Original languageEnglish
PublisherTampere University of Technology
Number of pages207
ISBN (Electronic)978-952-15-3979-4
ISBN (Print)978-952-15-3973-2
StatePublished - 18 Aug 2017
Publication typeG5 Doctoral dissertation (article)

Publication series

NameTampere University of Technology. Publication
Volume1480
ISSN (Print)1459-2045

Abstract

According to Finnish glazing manufacturers, balcony glazing has been installed in approximately 75 % of Finnish apartment balconies, i.e. more than 600 000 balconies over the whole country. Nearly all of the balcony glazing systems are constructed of 5 to 6 frameless single glass panes, whose 2-3 mm air gaps between panes are arranged to allow ventilation of the enclosed space. The main motivation for installing the glazing has been to increase the usability of the space by protecting it from the natural elements, and also from pollution and noise. As a rule, the glazing has not been constructed or installed to optimize the space’s indoor temperature conditions, nor to maximize the heating energy-saving effects.

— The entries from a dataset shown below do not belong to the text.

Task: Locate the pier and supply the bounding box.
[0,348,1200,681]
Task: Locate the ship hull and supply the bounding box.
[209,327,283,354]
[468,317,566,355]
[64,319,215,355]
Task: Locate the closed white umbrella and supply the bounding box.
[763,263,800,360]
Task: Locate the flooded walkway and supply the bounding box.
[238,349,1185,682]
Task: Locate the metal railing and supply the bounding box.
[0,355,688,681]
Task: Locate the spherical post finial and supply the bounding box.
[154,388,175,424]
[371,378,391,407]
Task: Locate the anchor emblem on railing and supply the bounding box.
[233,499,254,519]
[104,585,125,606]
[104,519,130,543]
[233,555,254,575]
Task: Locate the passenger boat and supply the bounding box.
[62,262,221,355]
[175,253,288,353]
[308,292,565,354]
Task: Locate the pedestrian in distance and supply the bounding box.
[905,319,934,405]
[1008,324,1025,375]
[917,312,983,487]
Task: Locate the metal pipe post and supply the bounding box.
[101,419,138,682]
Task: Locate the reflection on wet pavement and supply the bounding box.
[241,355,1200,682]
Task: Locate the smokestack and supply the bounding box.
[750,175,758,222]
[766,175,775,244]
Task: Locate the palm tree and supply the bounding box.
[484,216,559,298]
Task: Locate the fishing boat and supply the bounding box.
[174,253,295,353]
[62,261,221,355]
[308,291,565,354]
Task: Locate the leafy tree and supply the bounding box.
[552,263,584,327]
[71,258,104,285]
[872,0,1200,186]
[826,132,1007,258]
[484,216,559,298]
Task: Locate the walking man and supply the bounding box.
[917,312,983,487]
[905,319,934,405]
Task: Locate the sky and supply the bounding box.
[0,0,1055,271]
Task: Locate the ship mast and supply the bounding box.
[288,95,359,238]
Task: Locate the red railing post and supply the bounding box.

The purpose of this study was to evaluate the heating-energy saving potential of the glazing, and its effects on the indoor spaces, with field measurements and computer simulations. The research consisted of detailed surface and air temperature monitoring in two balconies and their adjoining flats, and monitoring of the air temperature on 22 balconies (17 glazed) and their adjacent flats in Tampere from 16th July 2009 to 24th May 2010. The research also included a detailed case-study of a glazed-in brick building in Malmö, which involved monitoring the temperature, relative humidity and air flow in the building from the 28th of October, 2013 to the 10th of February, 2015. Along with those studies, the suitability of the IDA Indoor Climate and Energy (IDA-ICE) software for glazed space energy simulations was analyzed through a literature review and the constructed model’s 'goodness of fit', which was verified by model calibration. After that, the effects of the various characteristics of different flats, balconies and balcony glazing solutions on the heating energy consumption of both the flats and the balconies’ indoor climates were studied with 156 different calculation cases. Furthermore, there were 63 model calculations on the impact of the added glazing on the brick building’s heating energy use and indoor climate.

The temperature monitoring showed that the air temperature on both the glazed and unglazed balconies, and in the cavity spaces between the glazing and the brick walls of the Malmö building, remained almost without exception above the outdoor air temperature. The analyses also showed that the indoor climate of the glazed space and the achievable energy-saving potential is case-specific and is influenced by a variety of factors such as the building’s location, the type and orientation of the balcony itself, the tightness of the glazing, the inlet air pre-heating (air entering the building from the glazed balcony), and the thermal resistance of the structures. The study also revealed that IDA-ICE is well suited for its intended purpose in simulations, which can usefully be conducted within the generally used 'goodness of fit' criteria set by ASHRAE. The final outcome of the study was a simplified preliminary calculation procedure for evaluation of the heating energy-savings of the glazed spaces as well as the mean, maximum and minimum temperatures levels during the year. The results strongly indicate that this method is reliable for its intended purpose in Nordic countries.